The agent gets a system prompt that defines the research playbook: which search queries to run, how to rank the signals, and how to write the email. The prompt instructs it to never fabricate facts. If Exa doesn't find anything recent, the agent says so rather than inventing details.
The Exa tool is added to the agent as builtin:exa. Runtype's platform key handles authentication. The agent calls it during its tool-use loop, reads the results, and continues reasoning.
The Persona chat surface ships with the template. Drop the widget into your CRM sidebar, your sales team's internal portal, or any page with a script tag. Every rep gets the same agent. No one has to remember to do the research.
Deploy the template, and the Persona widget is live. Share the URL with your team. You're done.
This is the gap Runtype closes
Sales teams already know this. The best reps research every prospect before reaching out. The blocker has never been the model. It's been the research. The model is only as good as what it knows about the person it's talking to.
An agent doesn't close deals. It does the research so your reps spend their time on the 15-minute call, not the 45-minute tab sprint before it. Every rep on the team gets the same research quality on every prospect, every time. No senior researchers required.

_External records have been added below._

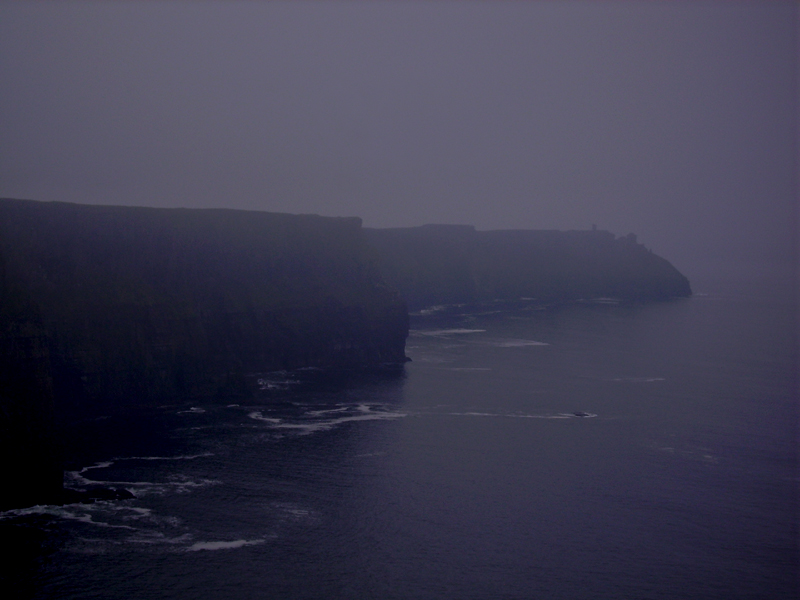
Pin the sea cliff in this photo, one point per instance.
(105, 306)
(446, 264)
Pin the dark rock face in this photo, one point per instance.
(106, 306)
(443, 264)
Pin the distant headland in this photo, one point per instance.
(107, 307)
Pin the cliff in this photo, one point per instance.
(443, 264)
(107, 306)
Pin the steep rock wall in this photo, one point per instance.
(441, 264)
(104, 307)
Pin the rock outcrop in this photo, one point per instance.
(445, 264)
(104, 307)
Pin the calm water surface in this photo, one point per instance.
(588, 451)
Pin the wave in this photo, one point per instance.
(573, 415)
(444, 332)
(518, 343)
(223, 545)
(360, 412)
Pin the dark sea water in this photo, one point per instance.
(590, 451)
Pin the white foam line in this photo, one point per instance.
(520, 343)
(58, 511)
(184, 457)
(315, 413)
(518, 416)
(438, 332)
(222, 545)
(258, 416)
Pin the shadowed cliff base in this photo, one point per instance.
(105, 307)
(445, 264)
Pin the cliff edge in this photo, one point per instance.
(108, 306)
(446, 264)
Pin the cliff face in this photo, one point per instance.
(105, 306)
(441, 264)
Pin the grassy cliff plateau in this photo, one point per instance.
(442, 264)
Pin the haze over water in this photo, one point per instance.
(470, 476)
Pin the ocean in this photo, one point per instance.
(585, 451)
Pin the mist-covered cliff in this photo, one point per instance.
(441, 264)
(107, 306)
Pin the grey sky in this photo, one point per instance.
(674, 120)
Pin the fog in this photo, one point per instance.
(673, 120)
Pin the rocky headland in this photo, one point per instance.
(448, 264)
(104, 308)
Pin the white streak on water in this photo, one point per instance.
(222, 545)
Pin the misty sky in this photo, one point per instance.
(674, 120)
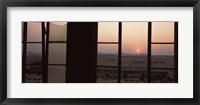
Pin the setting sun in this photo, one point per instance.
(138, 51)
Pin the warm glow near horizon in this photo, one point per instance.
(134, 36)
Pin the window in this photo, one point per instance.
(101, 52)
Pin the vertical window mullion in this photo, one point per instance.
(119, 51)
(44, 68)
(176, 52)
(47, 52)
(24, 52)
(149, 53)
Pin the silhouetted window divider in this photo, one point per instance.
(119, 51)
(24, 51)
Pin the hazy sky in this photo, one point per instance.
(134, 36)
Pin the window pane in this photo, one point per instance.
(107, 61)
(33, 74)
(134, 52)
(34, 32)
(57, 53)
(163, 56)
(58, 31)
(56, 74)
(108, 31)
(107, 55)
(162, 76)
(34, 54)
(162, 31)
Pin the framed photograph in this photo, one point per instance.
(99, 52)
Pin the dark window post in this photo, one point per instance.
(44, 67)
(119, 51)
(149, 53)
(45, 76)
(24, 51)
(176, 52)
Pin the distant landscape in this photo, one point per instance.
(134, 68)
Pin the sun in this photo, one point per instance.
(137, 50)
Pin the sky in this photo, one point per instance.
(134, 36)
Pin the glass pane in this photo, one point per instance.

That's the pattern Runtype is built for: the structure between AI generation and the real thing you're trying to ship. Here, the real thing is a cold email that actually converts. The agent handles the part that was slowing everyone down.
What's next
The template ships as a standalone chat widget, but it's designed to extend. A second capability could post the research summary and email draft directly to a HubSpot contact or Salesforce lead. No copy-paste; research lives in the CRM automatically. Add Firecrawl alongside Exa to scrape the prospect's pricing page or job board. Point the widget at specific verticals with a tuned system prompt.
The research playbook is just a system prompt. You can tune it to your ICP, your sales motion, and which signals matter most for your team.